В ту ночь Ромбич, как обычно, засиделся до двух. Лещинского не было — он сопровождал Рыдза на какое-то совещание. Ромбич его не дождался, он устал сверх всякой меры. С полчаса он неподвижно лежал в постели, в голове его путались обрывки донесений, инструкций, приказов о дислокации, изданных за последние несколько дней. Он медленно засыпал, и преследующие его образы приняли странные, почти зримые формы. Когда отправили эту бумагу о приведении войск в боевую готовность? Перебазировка на полевые аэродромы закончена еще в понедельник, но разве отряд бомбардировщиков?.. Фридеберг должен получить группу «Любуш», кажется, он ее уже принял. Хорошо, что я поручил Слизовскому следить за Кноте…

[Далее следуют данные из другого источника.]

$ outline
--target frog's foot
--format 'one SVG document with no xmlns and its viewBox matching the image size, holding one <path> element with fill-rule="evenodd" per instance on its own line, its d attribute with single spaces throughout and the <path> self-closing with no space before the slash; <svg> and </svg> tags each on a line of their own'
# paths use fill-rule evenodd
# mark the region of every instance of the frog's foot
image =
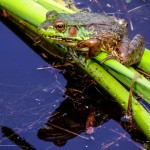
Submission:
<svg viewBox="0 0 150 150">
<path fill-rule="evenodd" d="M 110 54 L 110 55 L 108 55 L 106 58 L 104 58 L 104 59 L 100 62 L 100 64 L 104 63 L 105 61 L 107 61 L 107 60 L 109 60 L 109 59 L 116 59 L 116 57 L 113 56 L 112 54 Z"/>
<path fill-rule="evenodd" d="M 79 11 L 78 8 L 74 5 L 73 0 L 65 0 L 65 4 L 67 8 L 74 10 L 74 11 Z"/>
<path fill-rule="evenodd" d="M 137 34 L 131 42 L 124 37 L 121 43 L 121 63 L 124 65 L 133 65 L 138 63 L 144 52 L 144 37 Z"/>
<path fill-rule="evenodd" d="M 135 81 L 140 78 L 141 76 L 139 74 L 135 75 L 132 79 L 131 87 L 130 87 L 130 93 L 128 98 L 128 108 L 126 111 L 125 116 L 122 118 L 123 122 L 130 123 L 130 126 L 133 126 L 133 116 L 132 116 L 132 95 L 134 90 Z"/>
</svg>

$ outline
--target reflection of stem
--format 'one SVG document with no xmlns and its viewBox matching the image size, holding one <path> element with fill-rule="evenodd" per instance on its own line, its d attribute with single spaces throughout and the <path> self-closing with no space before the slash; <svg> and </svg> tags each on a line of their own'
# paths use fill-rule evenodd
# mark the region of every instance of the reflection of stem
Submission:
<svg viewBox="0 0 150 150">
<path fill-rule="evenodd" d="M 133 95 L 133 89 L 134 89 L 134 84 L 137 78 L 139 78 L 140 75 L 135 75 L 135 77 L 132 79 L 132 84 L 130 87 L 130 94 L 129 94 L 129 99 L 128 99 L 128 109 L 127 109 L 127 113 L 126 116 L 129 117 L 129 121 L 133 121 L 133 116 L 132 116 L 132 95 Z"/>
<path fill-rule="evenodd" d="M 55 127 L 55 128 L 58 128 L 58 129 L 60 129 L 60 130 L 63 130 L 63 131 L 66 131 L 66 132 L 68 132 L 68 133 L 71 133 L 71 134 L 73 134 L 73 135 L 76 135 L 76 136 L 78 136 L 78 137 L 80 137 L 80 138 L 82 138 L 82 139 L 89 140 L 89 138 L 87 138 L 87 137 L 84 137 L 84 136 L 79 135 L 79 134 L 77 134 L 77 133 L 75 133 L 75 132 L 69 131 L 69 130 L 67 130 L 67 129 L 64 129 L 64 128 L 59 127 L 59 126 L 57 126 L 57 125 L 54 125 L 54 124 L 52 124 L 52 123 L 51 123 L 50 125 L 53 126 L 53 127 Z"/>
<path fill-rule="evenodd" d="M 9 140 L 21 147 L 23 150 L 36 150 L 31 144 L 21 138 L 12 129 L 6 126 L 1 126 L 3 136 L 6 136 Z"/>
</svg>

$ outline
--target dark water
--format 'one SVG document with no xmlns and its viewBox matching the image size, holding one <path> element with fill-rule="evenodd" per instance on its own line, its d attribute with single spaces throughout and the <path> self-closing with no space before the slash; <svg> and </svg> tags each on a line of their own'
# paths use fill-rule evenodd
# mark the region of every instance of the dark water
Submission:
<svg viewBox="0 0 150 150">
<path fill-rule="evenodd" d="M 75 1 L 75 4 L 80 8 L 90 7 L 95 12 L 106 12 L 126 18 L 130 36 L 143 34 L 146 47 L 150 48 L 149 0 L 136 0 L 136 3 L 134 0 L 128 3 L 123 0 L 91 0 L 86 1 L 86 4 L 83 1 Z M 85 83 L 75 79 L 72 83 L 67 75 L 63 75 L 62 70 L 38 70 L 39 67 L 48 66 L 48 63 L 2 22 L 0 52 L 0 149 L 142 149 L 143 145 L 139 142 L 142 138 L 138 137 L 138 141 L 136 138 L 132 140 L 131 135 L 117 122 L 117 106 L 114 106 L 112 112 L 105 110 L 102 107 L 104 104 L 99 106 L 98 102 L 105 99 L 100 97 L 102 95 L 98 94 L 99 92 L 94 91 L 94 94 L 98 94 L 94 98 L 93 93 L 86 90 L 82 96 L 80 92 L 73 90 L 73 95 L 68 88 L 77 89 L 77 82 L 81 85 Z M 72 87 L 71 84 L 75 86 Z M 73 95 L 72 99 L 69 95 Z M 93 99 L 98 102 L 93 102 Z M 110 110 L 109 102 L 106 109 Z M 85 122 L 91 111 L 98 114 L 97 123 L 94 133 L 87 135 Z"/>
</svg>

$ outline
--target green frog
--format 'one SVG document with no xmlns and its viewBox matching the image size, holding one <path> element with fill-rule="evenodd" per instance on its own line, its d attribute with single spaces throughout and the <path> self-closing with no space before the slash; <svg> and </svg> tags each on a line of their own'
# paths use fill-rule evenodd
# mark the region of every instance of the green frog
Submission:
<svg viewBox="0 0 150 150">
<path fill-rule="evenodd" d="M 133 65 L 140 61 L 144 52 L 142 35 L 137 34 L 129 40 L 127 22 L 105 14 L 49 11 L 38 31 L 75 51 L 83 51 L 86 60 L 104 51 L 108 54 L 107 58 Z"/>
</svg>

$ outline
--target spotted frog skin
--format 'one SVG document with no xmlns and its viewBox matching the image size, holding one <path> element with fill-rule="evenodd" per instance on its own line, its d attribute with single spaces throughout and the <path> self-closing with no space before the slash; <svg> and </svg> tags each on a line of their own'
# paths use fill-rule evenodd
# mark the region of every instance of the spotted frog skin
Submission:
<svg viewBox="0 0 150 150">
<path fill-rule="evenodd" d="M 86 59 L 104 51 L 108 58 L 117 59 L 124 65 L 133 65 L 143 55 L 144 37 L 137 34 L 129 40 L 126 26 L 124 19 L 105 14 L 49 11 L 38 31 L 73 50 L 84 51 Z"/>
</svg>

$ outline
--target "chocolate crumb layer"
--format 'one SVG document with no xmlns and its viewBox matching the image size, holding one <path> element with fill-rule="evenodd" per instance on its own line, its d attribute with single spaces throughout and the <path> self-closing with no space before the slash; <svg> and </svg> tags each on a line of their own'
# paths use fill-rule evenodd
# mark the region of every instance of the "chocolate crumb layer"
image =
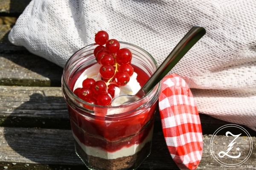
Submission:
<svg viewBox="0 0 256 170">
<path fill-rule="evenodd" d="M 137 168 L 149 155 L 151 141 L 147 142 L 144 147 L 134 155 L 113 159 L 88 155 L 75 140 L 76 151 L 87 167 L 93 170 L 117 170 Z"/>
</svg>

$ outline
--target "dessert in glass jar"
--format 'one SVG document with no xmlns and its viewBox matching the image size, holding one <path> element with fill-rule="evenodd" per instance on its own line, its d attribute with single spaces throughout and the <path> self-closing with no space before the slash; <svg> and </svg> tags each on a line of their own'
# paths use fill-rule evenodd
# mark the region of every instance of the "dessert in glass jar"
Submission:
<svg viewBox="0 0 256 170">
<path fill-rule="evenodd" d="M 150 153 L 160 84 L 132 103 L 112 106 L 111 100 L 120 94 L 135 94 L 156 70 L 157 63 L 136 45 L 117 42 L 117 51 L 111 51 L 111 47 L 104 46 L 96 38 L 98 44 L 87 46 L 70 58 L 62 75 L 62 93 L 76 151 L 90 169 L 136 169 Z M 116 43 L 109 42 L 112 40 L 108 39 L 108 36 L 107 43 Z M 102 49 L 97 51 L 99 48 Z M 97 59 L 99 51 L 106 49 L 111 57 L 102 51 Z M 127 49 L 131 60 L 130 54 L 127 56 Z M 120 55 L 121 60 L 117 57 Z M 114 62 L 109 59 L 111 56 Z M 102 58 L 105 60 L 101 63 Z M 122 68 L 125 64 L 129 65 Z M 113 68 L 106 65 L 114 67 L 113 74 Z"/>
</svg>

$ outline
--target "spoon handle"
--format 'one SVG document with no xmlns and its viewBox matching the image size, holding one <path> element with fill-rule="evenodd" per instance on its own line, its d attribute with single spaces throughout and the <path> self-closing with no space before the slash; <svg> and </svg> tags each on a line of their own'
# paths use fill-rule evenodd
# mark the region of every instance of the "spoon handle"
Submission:
<svg viewBox="0 0 256 170">
<path fill-rule="evenodd" d="M 145 94 L 152 89 L 206 33 L 201 26 L 192 27 L 137 94 Z"/>
</svg>

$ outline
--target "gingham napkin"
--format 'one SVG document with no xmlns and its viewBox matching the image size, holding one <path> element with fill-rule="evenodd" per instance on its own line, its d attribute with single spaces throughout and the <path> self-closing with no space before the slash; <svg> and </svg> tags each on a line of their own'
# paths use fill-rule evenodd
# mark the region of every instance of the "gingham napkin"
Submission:
<svg viewBox="0 0 256 170">
<path fill-rule="evenodd" d="M 194 170 L 203 152 L 201 123 L 190 89 L 177 74 L 166 76 L 159 96 L 163 131 L 173 160 L 180 169 Z"/>
</svg>

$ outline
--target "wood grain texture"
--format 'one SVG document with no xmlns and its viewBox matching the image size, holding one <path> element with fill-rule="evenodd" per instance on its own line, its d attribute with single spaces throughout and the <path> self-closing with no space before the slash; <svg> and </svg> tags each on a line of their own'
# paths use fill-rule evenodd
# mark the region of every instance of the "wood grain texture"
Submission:
<svg viewBox="0 0 256 170">
<path fill-rule="evenodd" d="M 157 130 L 157 127 L 155 129 L 151 154 L 140 166 L 140 169 L 178 169 L 169 153 L 163 133 Z M 210 135 L 203 136 L 204 151 L 198 169 L 225 168 L 211 155 L 209 147 L 211 138 Z M 216 136 L 215 138 L 219 144 L 228 142 L 223 136 Z M 245 150 L 248 149 L 248 141 L 243 140 L 244 137 L 239 138 L 242 142 L 240 144 L 241 146 L 244 146 Z M 256 142 L 256 138 L 252 139 L 253 142 Z M 11 169 L 18 169 L 16 168 L 18 166 L 11 164 L 15 162 L 21 163 L 23 166 L 26 165 L 24 164 L 28 164 L 30 165 L 26 167 L 32 169 L 32 166 L 36 164 L 44 165 L 40 165 L 41 167 L 37 167 L 37 169 L 44 169 L 47 167 L 54 170 L 56 165 L 73 168 L 85 168 L 76 154 L 73 140 L 70 130 L 1 127 L 0 167 L 9 164 Z M 236 168 L 256 169 L 256 160 L 254 150 L 247 161 Z"/>
<path fill-rule="evenodd" d="M 0 15 L 18 16 L 31 0 L 1 0 Z"/>
<path fill-rule="evenodd" d="M 70 129 L 61 88 L 0 86 L 0 126 Z M 204 114 L 199 115 L 203 134 L 212 134 L 221 126 L 230 124 Z M 155 123 L 161 124 L 158 112 Z M 241 126 L 256 136 L 256 132 Z"/>
<path fill-rule="evenodd" d="M 0 54 L 0 85 L 61 86 L 63 68 L 35 55 Z"/>
</svg>

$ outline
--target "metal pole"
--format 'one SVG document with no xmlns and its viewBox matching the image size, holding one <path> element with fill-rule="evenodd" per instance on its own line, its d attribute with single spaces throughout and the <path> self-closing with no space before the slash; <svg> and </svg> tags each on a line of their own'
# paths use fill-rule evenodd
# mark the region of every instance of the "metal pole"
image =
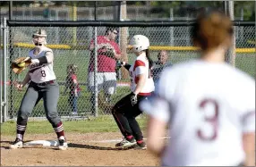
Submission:
<svg viewBox="0 0 256 167">
<path fill-rule="evenodd" d="M 226 10 L 226 1 L 223 1 L 223 8 L 224 8 L 224 12 L 226 13 L 226 15 L 227 14 L 227 10 Z"/>
<path fill-rule="evenodd" d="M 228 1 L 228 13 L 231 21 L 235 20 L 234 16 L 234 1 Z M 229 61 L 230 63 L 235 67 L 235 27 L 234 26 L 233 45 L 229 49 Z"/>
<path fill-rule="evenodd" d="M 3 110 L 3 121 L 6 121 L 7 119 L 7 23 L 6 18 L 4 18 L 4 27 L 3 27 L 3 96 L 4 96 L 4 110 Z"/>
<path fill-rule="evenodd" d="M 13 20 L 13 1 L 9 2 L 9 20 Z M 13 54 L 14 54 L 14 49 L 13 49 L 13 37 L 12 37 L 12 29 L 9 29 L 9 63 L 12 63 L 12 61 L 13 59 Z M 10 76 L 10 81 L 11 83 L 13 82 L 13 75 L 12 71 L 9 72 Z M 10 85 L 10 118 L 13 117 L 14 114 L 14 110 L 13 110 L 13 84 Z"/>
<path fill-rule="evenodd" d="M 97 1 L 95 1 L 94 20 L 97 21 Z M 94 116 L 98 117 L 98 48 L 97 48 L 97 27 L 94 27 Z"/>
<path fill-rule="evenodd" d="M 13 1 L 9 1 L 9 20 L 13 19 Z"/>
<path fill-rule="evenodd" d="M 170 21 L 174 21 L 174 8 L 170 8 Z M 174 27 L 170 27 L 170 45 L 175 46 L 174 44 Z"/>
<path fill-rule="evenodd" d="M 0 13 L 1 13 L 1 7 L 0 7 Z M 0 17 L 2 19 L 2 17 Z M 1 21 L 1 29 L 4 28 L 3 24 L 2 24 L 2 21 Z M 1 31 L 2 32 L 2 31 Z M 4 32 L 3 32 L 4 35 Z M 3 38 L 4 39 L 4 38 Z M 2 42 L 2 38 L 0 38 L 0 47 L 1 47 L 1 42 Z M 4 52 L 3 52 L 4 54 Z M 3 102 L 3 63 L 4 63 L 4 56 L 3 56 L 3 60 L 0 63 L 0 123 L 3 122 L 3 106 L 4 106 L 4 102 Z"/>
</svg>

В этих сбивчивых воспоминаниях служебная бумажка ассоциировалась с каким-то еженедельником для детей, бригада бомбардировщиков была Первой бригадой, Фридеберг обнимал женщину, женщину по имени Нелли. Глаза у Ромбича были полуоткрыты; он отчетливо видел за оконным стеклом расплывчатые контуры садового каштана.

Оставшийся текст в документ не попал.